The original Bridget Jones's Diary was published in 1996 and the sequel, Bridget Jones: The Edge of Reason (which featured that 1990s plot convention—Southeast Asian trip with drug smuggling), was released in 1999, featuring a single 30-something woman bumbling with her love life and monitoring her weight and alcohol intake. The books became even more popular when Renee Zellweger put on weight and a British accent in the 2001 and 2004 films. Knopf Chairman Sonny Mehta said, "Few writers can rival Helen Fielding when it comes to fully capturing the modern woman. Her writing is both funny and heartfelt, and her observations about life are piercing and mordantly rendered. I have been waiting a long time to see what’s next for Bridget Jones, and I am beyond thrilled that she’s back."

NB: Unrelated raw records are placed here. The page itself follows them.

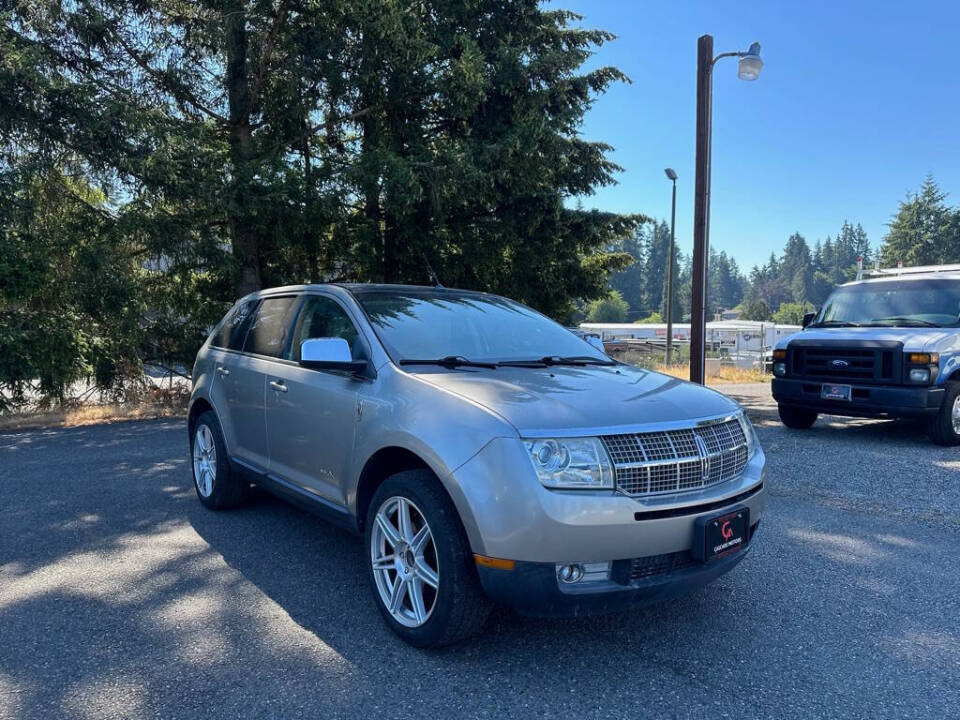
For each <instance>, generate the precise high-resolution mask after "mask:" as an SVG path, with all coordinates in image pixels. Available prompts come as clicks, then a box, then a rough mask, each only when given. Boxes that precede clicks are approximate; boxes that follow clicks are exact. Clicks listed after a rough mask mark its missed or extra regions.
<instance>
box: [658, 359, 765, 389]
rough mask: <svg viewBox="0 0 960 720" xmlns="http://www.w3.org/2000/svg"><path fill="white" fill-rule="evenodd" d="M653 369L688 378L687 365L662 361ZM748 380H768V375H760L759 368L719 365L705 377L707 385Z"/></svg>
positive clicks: (716, 384)
mask: <svg viewBox="0 0 960 720" xmlns="http://www.w3.org/2000/svg"><path fill="white" fill-rule="evenodd" d="M653 369H654V370H656V371H657V372H662V373H665V374H667V375H673V377H678V378H682V379H684V380H688V379H689V378H690V368H689V367H688V366H687V365H664V364H663V363H659V364H658V365H656V366H655V367H654V368H653ZM750 382H770V375H769V374H767V375H761V374H760V371H759V370H754V369H744V368H738V367H733V366H729V365H723V366H721V367H720V372H719V373H717V374H716V375H714V376H712V377H707V385H728V384H731V383H750Z"/></svg>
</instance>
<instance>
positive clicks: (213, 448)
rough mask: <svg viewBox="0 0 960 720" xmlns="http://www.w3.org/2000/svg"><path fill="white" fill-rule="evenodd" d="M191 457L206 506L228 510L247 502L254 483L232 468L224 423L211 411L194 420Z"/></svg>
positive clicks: (193, 469)
mask: <svg viewBox="0 0 960 720" xmlns="http://www.w3.org/2000/svg"><path fill="white" fill-rule="evenodd" d="M190 459H191V461H192V463H191V465H192V466H193V487H194V489H195V490H196V491H197V497H198V498H200V502H201V503H203V504H204V506H205V507H208V508H210V509H211V510H226V509H228V508H233V507H236V506H237V505H240V504H241V503H242V502H243V500H244V498H245V497H246V494H247V490H248V489H249V487H250V484H249V483H248V482H246V481H245V480H244V479H243V478H241V477H240V476H239V475H238V474H237V473H235V472H233V471H232V469H231V468H230V460H229V458H228V457H227V446H226V445H225V444H224V442H223V432H222V431H221V430H220V422H219V421H218V420H217V416H216V415H214V414H213V412H212V411H210V410H208V411H207V412H205V413H203V414H201V415H200V417H198V418H197V421H196V423H194V426H193V433H192V434H191V435H190Z"/></svg>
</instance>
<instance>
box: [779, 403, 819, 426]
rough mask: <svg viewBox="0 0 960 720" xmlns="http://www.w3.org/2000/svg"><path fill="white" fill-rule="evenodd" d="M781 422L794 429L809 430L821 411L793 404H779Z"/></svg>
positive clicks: (814, 422)
mask: <svg viewBox="0 0 960 720" xmlns="http://www.w3.org/2000/svg"><path fill="white" fill-rule="evenodd" d="M777 413H778V414H779V415H780V422H782V423H783V424H784V425H786V426H787V427H788V428H792V429H794V430H807V429H808V428H810V427H811V426H812V425H813V424H814V423H815V422H816V421H817V416H818V415H819V413H818V412H817V411H816V410H807V409H806V408H799V407H796V406H793V405H777Z"/></svg>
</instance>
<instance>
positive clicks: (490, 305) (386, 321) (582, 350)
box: [354, 288, 612, 364]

The first Bridget Jones book was loosely based on Jane Austen's Pride & Prejudice, with Bridget as a, some might say, "demented" Elizabeth Bennet, while The Edge of Reason was inspired partly by Austen's Persuasion. Fielding will be attending BookExpo America in New York on June 1—she'll probably have more details to spill then. Perhaps it'll involve some Emma, spinning and Botox. But where's the Bridget Jones stage musical?